A groundbreaking AI model, CoTracker3, dramatically improves video point tracking by eliminating complex components and effectively leveraging real-world data, outpacing existing technologies with superior performance and efficiency.
Research: CoTracker3: Simpler and Better Point Tracking by Pseudo-Labelling Real Videos
*Important notice: arXiv publishes preliminary scientific reports that are not peer-reviewed and, therefore, should not be regarded as definitive, used to guide development decisions, or treated as established information in the field of artificial intelligence research.
In an article recently submitted to the arXiv preprint* server, researchers at Meta AI, Visual Geometry Group, University of Oxford introduced CoTracker3. This new point-tracking model simplified previous architectures and used a semi-supervised training method to improve performance on real videos. By generating pseudo-labels from off-the-shelf teachers, it bridged the gap between synthetic and real video data. CoTracker3 achieved better results with significantly less data, offering both online and offline tracking options that effectively handled visible and occluded points.

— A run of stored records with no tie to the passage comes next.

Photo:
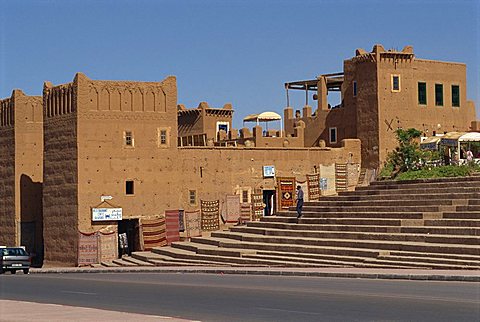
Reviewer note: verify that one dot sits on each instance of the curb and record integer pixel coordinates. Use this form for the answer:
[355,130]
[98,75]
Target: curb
[380,275]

CoTracker3 specifically simplified components such as the global matching stage and used a multi-layer perceptron (MLP) for correlation feature processing, making it faster and more efficient than prior models.
Background
Point tracking is essential for video analysis tasks like three-dimensional (3D) reconstruction and video editing, as it helps recover precise correspondences between frames. Recent advances in point tracking models have been driven by transformer-based architectures, such as PIPs and tracking any point (TAP)-Vid, which introduced benchmarks and improved tracking techniques.
While synthetic videos have been commonly used for training due to the challenges of annotating real videos, this has led to performance gaps between synthetic and real-world data. Bootstrap TAP with iterative refinement (BootsTAPIR) addressed this by training on large collections of unlabelled real videos, but its complex semi-supervised training methods still leave room for improvement.
The paper introduced CoTracker3, a simpler and more data-efficient point-tracking model. By removing components like global matching and simplifying correlation processing, unnecessary components from previous trackers were eliminated, and a streamlined training process was used, significantly reducing the amount of real video data required. CoTracker3 outperformed state-of-the-art trackers, including BootsTAPIR, in both performance and data efficiency, filling gaps in the previous models’ complexity and scalability.
Point Tracking and Semi-Supervised Training
CoTracker3 was designed for point tracking in videos. The task involved predicting the movement of a query point across video frames, along with its visibility and confidence levels. CoTracker3 improved upon existing models, using a semi-supervised training method that incorporated both synthetic and real unlabelled videos.
Unlike earlier approaches that relied heavily on synthetic data, CoTracker3 used pseudo-labeled real videos, where multiple teacher models (trained on synthetic data) generated labels for real video datasets. These labels trained a student model, benefiting from a larger, more diverse dataset and mitigating issues like distribution shifts between synthetic and real data. The use of random teacher models for each batch during training also helped prevent overfitting and promoted generalization, making the training process more robust.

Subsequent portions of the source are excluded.